Ares counts on incumbency, non-PE strategies if fundraising slows

In its Q1 earnings call, Ares said it closed a second special opportunities fund at a $6bn hard-cap and will later this year or early next launch a seventh flagship corporate PE fund.

Ares Management expects LPs concentrating more of their money with fewer GPs will ease its navigation of any fundraising challenges in the year ahead.

“We talk about an over-arching secular trend in our market which is the consolidation of share in the hands of the larger platforms across the alts landscape,” CEO Michael Arougheti said in Ares’ first-quarter earnings call. “And that is continuing.”

Arougheti was responding to a query about private equity fundraising and the potential for extended timelines. It is a question being asked more often of GPs due to uncertainty, a crowded marketplace and the fact some LPs are over-allocated or facing cashflow constraints.

Ares, like other PE giants, may be less impacted by these factors because of growing LP selectivity. For reasons of efficiency, some investors prefer to manage a few incumbent relationships. Some also prefer to partner with big, brand-name firms with long track records and strategies covering a range of asset classes.

With this advantage, “folks like Ares are having a slightly different experience” relative to smaller or single-strategy managers, Arougheti said, “and I think that’s being reflected in fundraising.”

In Carlyle’s first-quarter earnings call, CEO Kewsong Lee noted the “changing dynamics” in PE fundraising. This owes to “the record number of funds that are coming back to market much faster than LPs thought, in large part because of the success the private equity asset class has had over the last few years.”

The upshot, Lee said, will be “longer timeframes to traditional PE fundraising,” including for Carlyle’s offerings. He does not see the same thing happening in other areas, such as private credit, infrastructure and real estate.

Arougheti made the same point in Ares’ earnings call, saying the emphasis on re-ups will probably mean there are PE firms “who are not getting shelf space.” This, he added, will “benefit the larger, more entrenched managers who have multiple products.”

Launching Fund VII

Slower PE fundraising in 2022 will not immediately affect Ares, Arougheti said. That is because it took a second special opportunities fund “out of the market at the hard-cap.” In addition, he said there is no flagship corporate opportunities fund in the market, though the next is expected to roll out “toward the end of the year or early next year.”

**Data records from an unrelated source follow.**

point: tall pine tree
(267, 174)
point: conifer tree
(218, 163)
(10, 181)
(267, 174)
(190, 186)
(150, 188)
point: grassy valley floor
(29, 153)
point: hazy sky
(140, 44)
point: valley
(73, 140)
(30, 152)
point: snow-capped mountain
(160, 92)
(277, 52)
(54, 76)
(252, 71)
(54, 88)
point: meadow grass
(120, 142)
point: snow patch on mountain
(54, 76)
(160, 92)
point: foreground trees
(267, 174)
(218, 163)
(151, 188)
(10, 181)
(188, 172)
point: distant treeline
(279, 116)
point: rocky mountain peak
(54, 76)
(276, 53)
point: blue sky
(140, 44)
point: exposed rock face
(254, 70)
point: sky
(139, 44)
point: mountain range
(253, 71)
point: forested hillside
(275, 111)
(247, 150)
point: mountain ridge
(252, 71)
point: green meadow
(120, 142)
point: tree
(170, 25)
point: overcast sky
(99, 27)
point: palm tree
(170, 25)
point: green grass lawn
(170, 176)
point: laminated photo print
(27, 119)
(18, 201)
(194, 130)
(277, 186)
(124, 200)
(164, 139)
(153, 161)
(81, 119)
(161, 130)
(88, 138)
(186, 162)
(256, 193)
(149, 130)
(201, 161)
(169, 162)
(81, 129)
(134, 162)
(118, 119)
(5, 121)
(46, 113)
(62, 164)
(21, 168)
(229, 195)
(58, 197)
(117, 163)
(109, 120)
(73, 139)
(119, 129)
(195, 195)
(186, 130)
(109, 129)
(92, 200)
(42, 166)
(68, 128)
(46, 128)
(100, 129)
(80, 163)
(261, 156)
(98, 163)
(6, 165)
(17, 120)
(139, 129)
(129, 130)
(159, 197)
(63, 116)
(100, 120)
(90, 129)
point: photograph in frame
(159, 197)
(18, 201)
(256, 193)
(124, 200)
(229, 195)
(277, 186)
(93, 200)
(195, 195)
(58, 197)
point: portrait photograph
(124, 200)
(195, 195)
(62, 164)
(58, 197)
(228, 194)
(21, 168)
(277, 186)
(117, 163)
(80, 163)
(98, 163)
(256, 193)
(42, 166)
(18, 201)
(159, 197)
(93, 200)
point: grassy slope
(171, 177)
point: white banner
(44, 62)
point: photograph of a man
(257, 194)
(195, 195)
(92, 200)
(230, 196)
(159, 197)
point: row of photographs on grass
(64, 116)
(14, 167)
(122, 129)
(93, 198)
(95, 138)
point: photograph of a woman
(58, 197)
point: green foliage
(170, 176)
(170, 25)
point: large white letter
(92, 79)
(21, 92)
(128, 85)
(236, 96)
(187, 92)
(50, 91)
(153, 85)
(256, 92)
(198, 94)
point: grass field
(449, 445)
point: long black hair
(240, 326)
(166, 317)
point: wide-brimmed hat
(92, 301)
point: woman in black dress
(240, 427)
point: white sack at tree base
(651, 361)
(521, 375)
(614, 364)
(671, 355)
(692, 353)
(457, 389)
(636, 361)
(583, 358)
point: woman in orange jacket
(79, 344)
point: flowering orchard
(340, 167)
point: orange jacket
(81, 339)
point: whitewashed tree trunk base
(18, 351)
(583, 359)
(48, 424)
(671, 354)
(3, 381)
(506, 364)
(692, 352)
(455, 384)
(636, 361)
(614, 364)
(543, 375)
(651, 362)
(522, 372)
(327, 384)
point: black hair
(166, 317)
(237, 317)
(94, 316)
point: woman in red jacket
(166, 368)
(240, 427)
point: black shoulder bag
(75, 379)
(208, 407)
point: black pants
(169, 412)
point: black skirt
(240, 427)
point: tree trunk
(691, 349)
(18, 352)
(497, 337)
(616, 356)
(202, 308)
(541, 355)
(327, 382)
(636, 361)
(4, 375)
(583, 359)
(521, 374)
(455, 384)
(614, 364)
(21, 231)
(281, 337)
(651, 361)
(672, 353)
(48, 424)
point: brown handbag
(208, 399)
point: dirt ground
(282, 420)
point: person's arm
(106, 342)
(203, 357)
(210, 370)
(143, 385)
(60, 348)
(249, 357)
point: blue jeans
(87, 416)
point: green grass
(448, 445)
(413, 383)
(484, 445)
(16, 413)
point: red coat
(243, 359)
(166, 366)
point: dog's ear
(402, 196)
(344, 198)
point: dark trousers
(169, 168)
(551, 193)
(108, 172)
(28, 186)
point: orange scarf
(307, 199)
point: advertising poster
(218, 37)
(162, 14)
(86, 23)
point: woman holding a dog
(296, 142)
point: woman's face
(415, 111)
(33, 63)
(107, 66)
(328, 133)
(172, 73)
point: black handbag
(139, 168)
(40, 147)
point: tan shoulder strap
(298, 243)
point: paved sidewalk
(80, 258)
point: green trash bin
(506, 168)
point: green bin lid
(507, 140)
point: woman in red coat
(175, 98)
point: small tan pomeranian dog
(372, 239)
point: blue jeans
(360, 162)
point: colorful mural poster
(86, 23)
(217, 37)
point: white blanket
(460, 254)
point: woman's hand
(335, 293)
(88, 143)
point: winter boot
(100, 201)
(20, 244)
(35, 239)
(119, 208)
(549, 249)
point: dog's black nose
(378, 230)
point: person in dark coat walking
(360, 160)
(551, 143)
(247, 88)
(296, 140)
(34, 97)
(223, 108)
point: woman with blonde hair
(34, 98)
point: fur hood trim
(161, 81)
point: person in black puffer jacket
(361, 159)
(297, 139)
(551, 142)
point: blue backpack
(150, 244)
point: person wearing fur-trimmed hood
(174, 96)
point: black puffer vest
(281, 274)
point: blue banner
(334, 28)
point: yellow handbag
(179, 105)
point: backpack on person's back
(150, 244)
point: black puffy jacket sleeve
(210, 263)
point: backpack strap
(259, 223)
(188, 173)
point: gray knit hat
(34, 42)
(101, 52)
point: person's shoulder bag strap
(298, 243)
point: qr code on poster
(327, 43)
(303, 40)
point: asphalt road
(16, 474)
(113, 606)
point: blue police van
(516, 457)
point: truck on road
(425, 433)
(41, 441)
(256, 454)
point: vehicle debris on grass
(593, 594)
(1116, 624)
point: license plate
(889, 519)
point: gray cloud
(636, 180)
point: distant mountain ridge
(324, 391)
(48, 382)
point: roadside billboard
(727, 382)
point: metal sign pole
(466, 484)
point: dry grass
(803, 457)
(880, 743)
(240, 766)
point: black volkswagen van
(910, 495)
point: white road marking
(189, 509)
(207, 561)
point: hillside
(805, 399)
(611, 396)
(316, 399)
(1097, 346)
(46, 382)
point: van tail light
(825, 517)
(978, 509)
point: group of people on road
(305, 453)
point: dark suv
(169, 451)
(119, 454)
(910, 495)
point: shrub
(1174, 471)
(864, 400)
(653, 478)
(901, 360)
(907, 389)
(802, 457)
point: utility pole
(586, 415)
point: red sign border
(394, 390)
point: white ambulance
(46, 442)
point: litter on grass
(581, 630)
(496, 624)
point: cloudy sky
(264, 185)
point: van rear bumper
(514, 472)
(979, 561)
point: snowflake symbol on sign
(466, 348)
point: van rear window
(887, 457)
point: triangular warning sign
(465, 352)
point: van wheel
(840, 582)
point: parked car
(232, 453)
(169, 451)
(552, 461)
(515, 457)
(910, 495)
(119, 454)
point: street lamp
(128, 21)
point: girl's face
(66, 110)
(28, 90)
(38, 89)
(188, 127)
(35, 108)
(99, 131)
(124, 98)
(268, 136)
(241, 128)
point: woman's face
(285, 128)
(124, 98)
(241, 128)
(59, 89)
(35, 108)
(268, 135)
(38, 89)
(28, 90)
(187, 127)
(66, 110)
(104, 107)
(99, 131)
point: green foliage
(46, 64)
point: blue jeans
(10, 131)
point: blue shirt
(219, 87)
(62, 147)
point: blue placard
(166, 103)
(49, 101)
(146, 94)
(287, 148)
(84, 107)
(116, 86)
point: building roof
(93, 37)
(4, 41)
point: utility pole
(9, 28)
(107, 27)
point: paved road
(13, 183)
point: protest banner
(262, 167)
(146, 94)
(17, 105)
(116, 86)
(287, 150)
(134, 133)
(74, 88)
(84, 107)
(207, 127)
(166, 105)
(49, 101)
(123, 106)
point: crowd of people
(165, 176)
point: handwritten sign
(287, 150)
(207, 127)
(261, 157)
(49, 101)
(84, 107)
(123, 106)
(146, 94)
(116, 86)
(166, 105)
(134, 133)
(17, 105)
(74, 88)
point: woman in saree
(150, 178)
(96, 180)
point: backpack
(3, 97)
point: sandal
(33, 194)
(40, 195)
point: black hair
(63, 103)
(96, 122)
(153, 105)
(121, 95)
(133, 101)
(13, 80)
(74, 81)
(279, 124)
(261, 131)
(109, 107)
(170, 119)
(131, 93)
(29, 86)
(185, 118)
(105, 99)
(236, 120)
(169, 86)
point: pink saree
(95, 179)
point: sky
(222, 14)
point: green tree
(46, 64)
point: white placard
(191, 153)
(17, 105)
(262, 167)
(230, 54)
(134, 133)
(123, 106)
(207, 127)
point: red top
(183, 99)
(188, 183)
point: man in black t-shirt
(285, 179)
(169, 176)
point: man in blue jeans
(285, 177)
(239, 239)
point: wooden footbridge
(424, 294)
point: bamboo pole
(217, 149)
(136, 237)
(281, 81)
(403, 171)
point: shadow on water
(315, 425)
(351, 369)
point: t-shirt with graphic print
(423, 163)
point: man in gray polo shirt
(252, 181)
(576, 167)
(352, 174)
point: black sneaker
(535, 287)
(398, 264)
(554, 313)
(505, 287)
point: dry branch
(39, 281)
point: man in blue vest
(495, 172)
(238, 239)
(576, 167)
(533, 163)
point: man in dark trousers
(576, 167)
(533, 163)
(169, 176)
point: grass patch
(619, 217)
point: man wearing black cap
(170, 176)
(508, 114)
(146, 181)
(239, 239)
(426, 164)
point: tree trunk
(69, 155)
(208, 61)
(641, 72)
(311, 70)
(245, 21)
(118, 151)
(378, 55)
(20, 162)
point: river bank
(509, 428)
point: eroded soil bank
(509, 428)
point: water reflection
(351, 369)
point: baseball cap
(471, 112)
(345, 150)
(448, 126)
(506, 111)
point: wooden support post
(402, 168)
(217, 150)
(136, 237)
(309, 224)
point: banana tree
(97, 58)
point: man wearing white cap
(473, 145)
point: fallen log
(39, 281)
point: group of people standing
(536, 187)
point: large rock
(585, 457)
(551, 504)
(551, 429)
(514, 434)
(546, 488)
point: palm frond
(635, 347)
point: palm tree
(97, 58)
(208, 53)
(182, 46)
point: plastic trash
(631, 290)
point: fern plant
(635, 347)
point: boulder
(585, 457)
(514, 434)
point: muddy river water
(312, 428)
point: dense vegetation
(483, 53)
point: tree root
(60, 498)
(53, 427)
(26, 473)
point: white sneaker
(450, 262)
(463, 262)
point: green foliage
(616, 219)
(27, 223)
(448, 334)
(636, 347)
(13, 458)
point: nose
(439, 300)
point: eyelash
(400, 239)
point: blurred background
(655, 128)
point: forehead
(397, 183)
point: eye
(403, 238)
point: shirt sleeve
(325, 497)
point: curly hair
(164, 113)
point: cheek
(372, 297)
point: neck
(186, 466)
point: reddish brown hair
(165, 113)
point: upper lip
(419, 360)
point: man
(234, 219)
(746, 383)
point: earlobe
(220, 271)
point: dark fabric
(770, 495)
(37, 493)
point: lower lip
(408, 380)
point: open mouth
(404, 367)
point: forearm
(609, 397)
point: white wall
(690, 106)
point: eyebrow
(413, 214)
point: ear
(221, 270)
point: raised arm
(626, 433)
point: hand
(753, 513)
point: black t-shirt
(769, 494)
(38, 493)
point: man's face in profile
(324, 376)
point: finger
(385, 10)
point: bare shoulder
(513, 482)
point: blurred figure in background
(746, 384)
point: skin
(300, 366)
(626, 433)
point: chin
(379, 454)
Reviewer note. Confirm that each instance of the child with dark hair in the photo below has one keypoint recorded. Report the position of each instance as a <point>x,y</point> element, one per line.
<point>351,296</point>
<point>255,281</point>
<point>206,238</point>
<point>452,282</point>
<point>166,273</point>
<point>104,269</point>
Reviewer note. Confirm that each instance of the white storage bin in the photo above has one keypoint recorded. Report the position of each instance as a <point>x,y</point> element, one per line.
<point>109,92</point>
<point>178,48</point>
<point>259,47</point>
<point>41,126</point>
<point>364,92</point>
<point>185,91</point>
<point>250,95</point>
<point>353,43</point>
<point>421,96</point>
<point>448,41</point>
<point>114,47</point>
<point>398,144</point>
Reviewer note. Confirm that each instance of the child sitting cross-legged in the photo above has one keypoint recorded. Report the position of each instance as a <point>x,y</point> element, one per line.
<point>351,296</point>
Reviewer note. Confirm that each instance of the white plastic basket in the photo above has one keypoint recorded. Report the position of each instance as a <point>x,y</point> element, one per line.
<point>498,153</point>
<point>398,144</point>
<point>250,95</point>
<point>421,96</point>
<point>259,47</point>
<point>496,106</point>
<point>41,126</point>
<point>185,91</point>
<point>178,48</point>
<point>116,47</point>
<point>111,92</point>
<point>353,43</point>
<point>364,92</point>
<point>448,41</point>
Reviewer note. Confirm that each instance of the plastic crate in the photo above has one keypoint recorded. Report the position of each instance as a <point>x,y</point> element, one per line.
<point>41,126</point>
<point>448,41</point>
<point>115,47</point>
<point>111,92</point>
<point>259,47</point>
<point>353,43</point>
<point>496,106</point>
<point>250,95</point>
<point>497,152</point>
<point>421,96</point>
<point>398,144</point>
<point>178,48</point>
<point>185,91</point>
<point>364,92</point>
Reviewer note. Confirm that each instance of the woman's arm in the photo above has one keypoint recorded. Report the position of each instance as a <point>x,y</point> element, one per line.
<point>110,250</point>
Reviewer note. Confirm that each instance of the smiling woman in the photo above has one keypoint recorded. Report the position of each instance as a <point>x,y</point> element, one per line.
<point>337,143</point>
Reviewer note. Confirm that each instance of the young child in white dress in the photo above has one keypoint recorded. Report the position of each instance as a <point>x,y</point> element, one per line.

Ares had not previously announced closing Ares Special Opportunities Fund II, which targeted $4 billion to invest debt and non-control equity in situations of transformational change or stress. The hard-cap was $6 billion, Buyouts reported.

The forthcoming launch of Ares Corporate Opportunities Fund VII is also news. Arougheti said the timing depends on its predecessor’s deal pace, as Fund VI is about 50 percent invested.

The new offering’s target was not disclosed. The 2020-vintage Fund VI secured more than $5.7 billion, according to first-quarter materials, against a reported target of $9.25 billion. The prior 2017-vintage vehicle brought in more than $7.8 billion.

The corporate PE strategy makes control investments in mid-market businesses in consumer-retail, healthcare, industrial and service-tech sectors. Fund VI was as of March generating a net multiple of 1.1x and a net IRR of 37.7 percent.

Ares expects to have 25-plus offerings in the market over the next 12 months, Arougheti said, including Fund VII and several other large flagships. Like Carlyle’s Lee, he sees no slowdown in LP demand for non-PE strategies, such as private credit and real assets. Overall, he anticipates “a solid year of fundraising” in 2022.

The firm raised $13.7 billion in fresh capital in the first quarter, building on record inflows last year of nearly $77 billion. This helped to increase managed assets to $325 billion, up 57 percent from a year earlier.